VII- Hazreti Ömer'in Kader Anlayışı
Hazret-i Ömer orduyu teftiş maksadıyla Şam'a giderken Serğ köyüne geldiği zaman veba hastalığı olduğunu duyunca geri dönmek istemişti. Ordu kumandanı Ebu Ubeyde (r.a.):
"Allah'ın kaderinden mi kaçıyorsun ey Ömer?" deyince O'na şu sözleri söylemiştir:
"Keşke bu sözü senden başkası söyleseydi ey Ebu Ubeyde. Evet, Allah'ın kaderinden yine Allah'ın kaderine firar ediyoruz. Re'yin nedir? Söyle bakalım. Senin develerin olsa da, bir tarafı otlak diğer tarafı çorak dereye inmiş olsa, şimdi sen o develeri otlu cihette doyurursan Cenab-ı Allah'ın kaderiyle, bilâkis çorak ve kuru cihette güder, aç bırakırsan yine Cenab-ı Hakkın kaderiyle otlatmış olmaz mısın?"

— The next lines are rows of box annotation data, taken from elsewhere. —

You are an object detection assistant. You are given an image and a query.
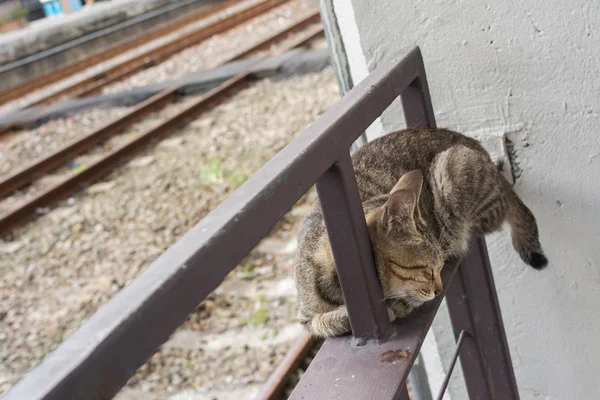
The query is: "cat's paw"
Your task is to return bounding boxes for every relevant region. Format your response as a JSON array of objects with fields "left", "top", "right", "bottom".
[
  {"left": 388, "top": 307, "right": 396, "bottom": 322},
  {"left": 388, "top": 302, "right": 412, "bottom": 321}
]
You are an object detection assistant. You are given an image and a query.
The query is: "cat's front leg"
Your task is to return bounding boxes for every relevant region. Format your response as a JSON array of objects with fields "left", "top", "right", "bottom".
[{"left": 307, "top": 306, "right": 351, "bottom": 338}]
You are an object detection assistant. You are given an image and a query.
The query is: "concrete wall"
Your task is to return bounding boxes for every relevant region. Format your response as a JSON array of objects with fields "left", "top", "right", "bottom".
[{"left": 322, "top": 0, "right": 600, "bottom": 400}]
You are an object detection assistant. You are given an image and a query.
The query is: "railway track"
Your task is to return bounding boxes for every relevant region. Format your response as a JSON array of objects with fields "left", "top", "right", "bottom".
[
  {"left": 255, "top": 331, "right": 317, "bottom": 400},
  {"left": 0, "top": 0, "right": 288, "bottom": 111},
  {"left": 0, "top": 10, "right": 323, "bottom": 234}
]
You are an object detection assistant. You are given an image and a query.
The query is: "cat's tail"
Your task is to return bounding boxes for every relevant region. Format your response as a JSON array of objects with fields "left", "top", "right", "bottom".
[{"left": 502, "top": 179, "right": 548, "bottom": 269}]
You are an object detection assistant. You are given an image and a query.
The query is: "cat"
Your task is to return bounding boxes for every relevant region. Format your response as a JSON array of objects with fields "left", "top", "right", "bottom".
[{"left": 294, "top": 129, "right": 548, "bottom": 337}]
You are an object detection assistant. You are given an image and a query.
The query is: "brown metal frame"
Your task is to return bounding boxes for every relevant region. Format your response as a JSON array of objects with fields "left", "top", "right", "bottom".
[{"left": 4, "top": 48, "right": 518, "bottom": 400}]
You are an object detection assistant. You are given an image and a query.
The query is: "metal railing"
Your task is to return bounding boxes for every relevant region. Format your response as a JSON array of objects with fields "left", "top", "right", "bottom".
[{"left": 5, "top": 48, "right": 518, "bottom": 400}]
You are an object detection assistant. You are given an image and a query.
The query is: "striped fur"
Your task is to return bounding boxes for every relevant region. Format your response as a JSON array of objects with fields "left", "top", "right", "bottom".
[{"left": 294, "top": 129, "right": 547, "bottom": 337}]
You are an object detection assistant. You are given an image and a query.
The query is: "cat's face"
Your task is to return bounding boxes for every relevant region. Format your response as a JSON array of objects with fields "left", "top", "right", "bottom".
[{"left": 367, "top": 170, "right": 444, "bottom": 307}]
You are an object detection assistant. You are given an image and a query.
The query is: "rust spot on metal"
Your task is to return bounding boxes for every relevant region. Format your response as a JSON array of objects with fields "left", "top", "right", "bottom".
[{"left": 379, "top": 350, "right": 411, "bottom": 364}]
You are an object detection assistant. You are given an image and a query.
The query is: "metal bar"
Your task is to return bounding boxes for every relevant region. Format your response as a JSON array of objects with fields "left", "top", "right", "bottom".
[
  {"left": 288, "top": 261, "right": 458, "bottom": 400},
  {"left": 408, "top": 353, "right": 433, "bottom": 400},
  {"left": 437, "top": 331, "right": 469, "bottom": 400},
  {"left": 400, "top": 75, "right": 436, "bottom": 128},
  {"left": 255, "top": 331, "right": 314, "bottom": 400},
  {"left": 446, "top": 238, "right": 519, "bottom": 400},
  {"left": 317, "top": 151, "right": 389, "bottom": 339},
  {"left": 398, "top": 384, "right": 410, "bottom": 400},
  {"left": 3, "top": 48, "right": 428, "bottom": 400},
  {"left": 0, "top": 11, "right": 319, "bottom": 197}
]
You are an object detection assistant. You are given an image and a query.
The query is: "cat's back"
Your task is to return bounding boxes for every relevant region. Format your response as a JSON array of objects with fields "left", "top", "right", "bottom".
[{"left": 352, "top": 128, "right": 489, "bottom": 201}]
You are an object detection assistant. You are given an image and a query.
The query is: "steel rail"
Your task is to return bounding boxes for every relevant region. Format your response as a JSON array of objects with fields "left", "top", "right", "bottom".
[
  {"left": 0, "top": 23, "right": 323, "bottom": 234},
  {"left": 0, "top": 0, "right": 244, "bottom": 105}
]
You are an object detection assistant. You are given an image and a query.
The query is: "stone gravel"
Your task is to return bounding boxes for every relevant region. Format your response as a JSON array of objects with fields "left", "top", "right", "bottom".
[
  {"left": 0, "top": 69, "right": 339, "bottom": 399},
  {"left": 0, "top": 0, "right": 316, "bottom": 178}
]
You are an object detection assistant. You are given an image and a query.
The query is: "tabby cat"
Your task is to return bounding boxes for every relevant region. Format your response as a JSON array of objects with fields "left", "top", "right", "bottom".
[{"left": 294, "top": 129, "right": 548, "bottom": 337}]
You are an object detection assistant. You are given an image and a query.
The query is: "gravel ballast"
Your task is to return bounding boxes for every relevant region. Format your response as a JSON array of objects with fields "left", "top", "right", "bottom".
[{"left": 0, "top": 68, "right": 339, "bottom": 399}]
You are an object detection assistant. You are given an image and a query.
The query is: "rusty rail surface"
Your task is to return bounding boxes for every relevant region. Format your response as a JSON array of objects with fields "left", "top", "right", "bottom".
[
  {"left": 0, "top": 0, "right": 244, "bottom": 105},
  {"left": 3, "top": 0, "right": 289, "bottom": 115},
  {"left": 5, "top": 48, "right": 519, "bottom": 400},
  {"left": 0, "top": 11, "right": 323, "bottom": 235}
]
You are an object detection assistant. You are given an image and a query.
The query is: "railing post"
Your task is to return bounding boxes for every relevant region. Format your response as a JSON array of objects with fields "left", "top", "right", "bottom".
[
  {"left": 446, "top": 238, "right": 519, "bottom": 400},
  {"left": 317, "top": 152, "right": 389, "bottom": 339}
]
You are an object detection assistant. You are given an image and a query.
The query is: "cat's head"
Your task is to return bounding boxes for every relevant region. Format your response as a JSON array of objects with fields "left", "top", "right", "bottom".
[{"left": 367, "top": 170, "right": 444, "bottom": 307}]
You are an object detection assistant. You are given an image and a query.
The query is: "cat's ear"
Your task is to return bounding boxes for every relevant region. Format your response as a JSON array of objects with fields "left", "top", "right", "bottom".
[{"left": 381, "top": 169, "right": 423, "bottom": 236}]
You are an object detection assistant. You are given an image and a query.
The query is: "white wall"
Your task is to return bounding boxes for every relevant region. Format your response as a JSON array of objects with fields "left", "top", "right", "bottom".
[{"left": 324, "top": 0, "right": 600, "bottom": 400}]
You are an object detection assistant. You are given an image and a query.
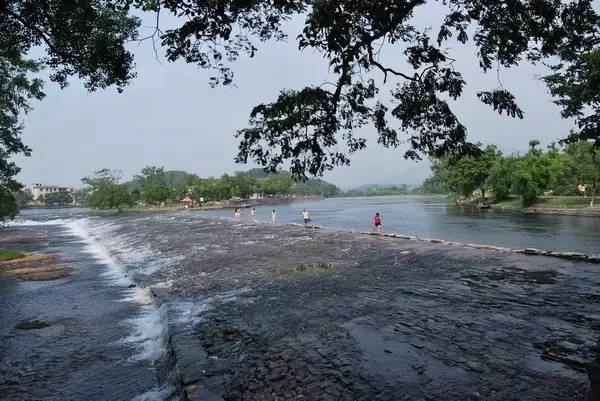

Bu sözlerin bitiminde Abdurrahman ibni Avf gelerek meseleyi anlayınca:
"Benim bu meselede hususî bilgim vardır," diyerek aşağıdaki hadîsi nakletmiştir:
"Bir yerde veba olduğunu işittiğiniz vakit o yere, onun üzerine gitmeyiniz. Bir yerde de siz bulunduğunuz halde veba hastalığı çıkarsa ondan kaçarak o yarden çıkmayınız."191
Bütün bunlar gösteriyor ki: Kaza ve kadere inanmak insanı körü körüne hâdiselerin akışına kaptırması ve kurtuluş çaresi aramaması demek değildir. Bilâkis her şeyin bir sebebe bağlı olduğuna inanarak yapışmak kaza ve kadere inanmanın bir neticesidir.